Potential prevention

Noting that exacerbations often occur in the fall because of viral infections, Oppenheimer cited a study of children aged 6 to 17 years with asthma who were treated with omalizumab or placebo for 4 months beginning 4 to 6 weeks before their return to school.

The omalizumab group had an 11.3% exacerbation rate, and the placebo group had a 21% exacerbation rate, for an odds ratio of 0.48 (95% CI, 0.25-0.92), which the researchers called a significant difference.

Among patients who experienced an exacerbation during the run-in phase, exacerbation rates included 6.4% of those on omalizumab and 36.3% of those on placebo for an odds ratio of 0.12 (95% CI, 0.02-0.64).

“And they only used the biologic for 4 months,” Oppenheimer said. “Maybe the answer is we don’t have to use it all year long. We can use it at times of exacerbation.”

Omalizumab also may be able to prevent asthma in toddlers at high risk, including aeroallergen sensitization via allergen-specific antibody production and viral lower respiratory tract infections, Oppenheimer said.

By blocking circulating IgE and IgE-mediated responses, he said, early treatment may prevent asthma development in children who do not have it yet or reduce its severity in those children who develop it.

The NIH is now funding a study that will observe children aged 2 to 3 years with wheeze but not asthma treated with omalizumab for 2 years and observed for a total of 4 years to see if it decreases asthma severity.

“The most interesting part of this study is, can we actually prevent asthma from taking off, from escalating, by treating earlier?” Oppenheimer said.

Next steps

Oppenheimer said that omalizumab was first approved for asthma treatment in 2003 and that biologics and other technologies alike have broken new ground in the decades since then.

Depemokimab, a new anti-IL5 therapy that is now being studied, appears to work for 6 months, Oppenheimer said.
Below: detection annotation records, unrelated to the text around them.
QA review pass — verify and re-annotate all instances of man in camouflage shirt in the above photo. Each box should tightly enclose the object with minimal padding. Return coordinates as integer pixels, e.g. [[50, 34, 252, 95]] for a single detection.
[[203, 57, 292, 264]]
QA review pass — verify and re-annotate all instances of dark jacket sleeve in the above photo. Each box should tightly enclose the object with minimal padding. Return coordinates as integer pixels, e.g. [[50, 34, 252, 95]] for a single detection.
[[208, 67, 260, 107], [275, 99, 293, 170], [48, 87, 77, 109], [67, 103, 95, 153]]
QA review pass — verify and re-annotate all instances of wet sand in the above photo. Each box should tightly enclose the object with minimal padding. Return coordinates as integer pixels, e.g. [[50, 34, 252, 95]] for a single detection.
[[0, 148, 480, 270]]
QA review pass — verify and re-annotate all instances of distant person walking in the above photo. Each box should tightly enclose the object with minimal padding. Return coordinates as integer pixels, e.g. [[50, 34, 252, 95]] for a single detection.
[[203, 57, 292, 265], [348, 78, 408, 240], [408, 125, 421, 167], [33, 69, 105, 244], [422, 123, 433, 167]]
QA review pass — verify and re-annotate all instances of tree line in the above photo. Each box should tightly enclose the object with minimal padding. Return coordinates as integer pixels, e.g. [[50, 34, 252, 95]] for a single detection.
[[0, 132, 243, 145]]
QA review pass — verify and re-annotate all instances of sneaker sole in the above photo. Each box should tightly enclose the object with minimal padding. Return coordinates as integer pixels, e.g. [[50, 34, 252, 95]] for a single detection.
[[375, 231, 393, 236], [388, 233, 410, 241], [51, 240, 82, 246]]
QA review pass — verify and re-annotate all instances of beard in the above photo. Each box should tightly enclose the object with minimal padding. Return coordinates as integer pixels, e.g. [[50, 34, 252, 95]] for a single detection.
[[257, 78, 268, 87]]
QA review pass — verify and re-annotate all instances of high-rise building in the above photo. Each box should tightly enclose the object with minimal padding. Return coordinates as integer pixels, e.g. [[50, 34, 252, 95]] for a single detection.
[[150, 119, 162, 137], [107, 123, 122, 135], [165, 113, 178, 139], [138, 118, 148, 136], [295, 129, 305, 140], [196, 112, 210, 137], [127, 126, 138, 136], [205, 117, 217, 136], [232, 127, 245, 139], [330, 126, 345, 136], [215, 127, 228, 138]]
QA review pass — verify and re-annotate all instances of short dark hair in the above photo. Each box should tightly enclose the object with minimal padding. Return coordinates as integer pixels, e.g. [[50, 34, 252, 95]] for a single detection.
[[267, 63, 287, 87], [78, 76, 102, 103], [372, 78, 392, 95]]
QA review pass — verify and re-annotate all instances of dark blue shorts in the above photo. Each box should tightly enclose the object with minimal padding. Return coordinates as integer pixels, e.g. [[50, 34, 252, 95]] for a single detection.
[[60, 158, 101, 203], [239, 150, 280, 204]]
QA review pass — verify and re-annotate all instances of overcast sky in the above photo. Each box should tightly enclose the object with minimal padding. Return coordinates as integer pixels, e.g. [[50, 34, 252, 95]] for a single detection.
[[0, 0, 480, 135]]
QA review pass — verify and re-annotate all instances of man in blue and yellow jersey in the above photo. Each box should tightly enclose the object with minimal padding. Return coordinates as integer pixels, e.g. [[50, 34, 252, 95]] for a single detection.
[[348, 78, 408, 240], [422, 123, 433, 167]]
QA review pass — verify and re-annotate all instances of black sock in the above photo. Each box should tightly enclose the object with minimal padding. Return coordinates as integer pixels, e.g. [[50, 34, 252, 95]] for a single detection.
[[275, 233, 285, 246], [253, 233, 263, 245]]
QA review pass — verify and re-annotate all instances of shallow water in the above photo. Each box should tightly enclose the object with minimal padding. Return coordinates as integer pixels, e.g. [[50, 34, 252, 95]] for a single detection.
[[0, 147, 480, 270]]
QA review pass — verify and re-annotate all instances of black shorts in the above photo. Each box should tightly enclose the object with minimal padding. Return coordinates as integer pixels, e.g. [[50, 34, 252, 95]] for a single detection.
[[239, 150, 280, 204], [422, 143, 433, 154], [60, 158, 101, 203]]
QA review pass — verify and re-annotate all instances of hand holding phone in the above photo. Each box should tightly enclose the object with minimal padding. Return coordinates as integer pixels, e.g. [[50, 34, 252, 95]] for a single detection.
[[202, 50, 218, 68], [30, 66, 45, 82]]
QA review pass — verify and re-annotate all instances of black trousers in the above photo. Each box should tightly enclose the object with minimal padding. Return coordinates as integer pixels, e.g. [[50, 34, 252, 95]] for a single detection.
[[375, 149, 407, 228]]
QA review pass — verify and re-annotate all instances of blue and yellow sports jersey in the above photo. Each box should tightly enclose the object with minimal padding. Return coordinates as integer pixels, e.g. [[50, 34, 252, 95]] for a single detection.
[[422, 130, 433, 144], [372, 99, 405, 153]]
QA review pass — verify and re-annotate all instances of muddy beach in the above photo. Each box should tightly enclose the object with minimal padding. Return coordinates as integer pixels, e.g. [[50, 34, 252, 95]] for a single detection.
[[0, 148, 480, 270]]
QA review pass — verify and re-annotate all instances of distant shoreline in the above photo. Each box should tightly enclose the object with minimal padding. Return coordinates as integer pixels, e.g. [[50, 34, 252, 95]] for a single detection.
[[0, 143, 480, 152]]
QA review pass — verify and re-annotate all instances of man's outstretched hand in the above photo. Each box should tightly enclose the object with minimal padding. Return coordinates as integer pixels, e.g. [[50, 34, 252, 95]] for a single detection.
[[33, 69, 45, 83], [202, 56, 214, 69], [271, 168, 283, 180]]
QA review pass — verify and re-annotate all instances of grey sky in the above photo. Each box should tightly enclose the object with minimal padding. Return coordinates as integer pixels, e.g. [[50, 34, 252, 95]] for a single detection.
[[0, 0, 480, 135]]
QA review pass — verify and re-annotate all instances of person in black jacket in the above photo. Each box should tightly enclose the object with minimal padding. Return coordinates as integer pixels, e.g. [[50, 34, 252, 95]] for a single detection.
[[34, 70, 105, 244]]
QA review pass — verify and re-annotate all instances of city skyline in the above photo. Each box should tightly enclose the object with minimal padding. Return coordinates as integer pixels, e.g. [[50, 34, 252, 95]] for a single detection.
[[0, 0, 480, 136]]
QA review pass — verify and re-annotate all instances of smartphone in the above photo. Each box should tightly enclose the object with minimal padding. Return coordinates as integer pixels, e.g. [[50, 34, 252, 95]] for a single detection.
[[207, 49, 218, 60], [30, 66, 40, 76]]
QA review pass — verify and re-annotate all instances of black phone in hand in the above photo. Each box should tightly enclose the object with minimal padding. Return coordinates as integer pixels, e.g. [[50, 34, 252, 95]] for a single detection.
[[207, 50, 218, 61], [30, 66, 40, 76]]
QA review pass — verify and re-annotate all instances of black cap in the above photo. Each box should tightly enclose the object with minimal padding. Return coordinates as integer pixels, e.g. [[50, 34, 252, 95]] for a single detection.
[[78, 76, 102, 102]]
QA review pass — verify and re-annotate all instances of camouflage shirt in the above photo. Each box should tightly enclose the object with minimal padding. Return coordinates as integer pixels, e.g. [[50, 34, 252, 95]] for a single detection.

Oppenheimer called it a “biobetter,” which takes a mechanism and improves upon the compound.

Patients in one depemokimab study experienced a greater than 48% reduction in blood eosinophil count just 24 hours after receiving their first dose, with increasing doses leading to maintained suppression.

“Maybe we’ll be thinking about using biologics earlier in disease severity, and maybe we can even develop a biobetter that would be once a year,” Oppenheimer said. “Wouldn’t that be game-changing for patients?”

Oppenheimer encouraged the audience to consider what may come in the next 20 years. Goals include better defining who is more likely to respond to specific agents, eliminating misuse and achieving better precision in both phenotype and genotype.

Seasonal use of biologics also may increase, he continued, along with more patients experiencing remission and possibly prevention.

“It’s a biologic world,” he said, “and it’s only going to grow.”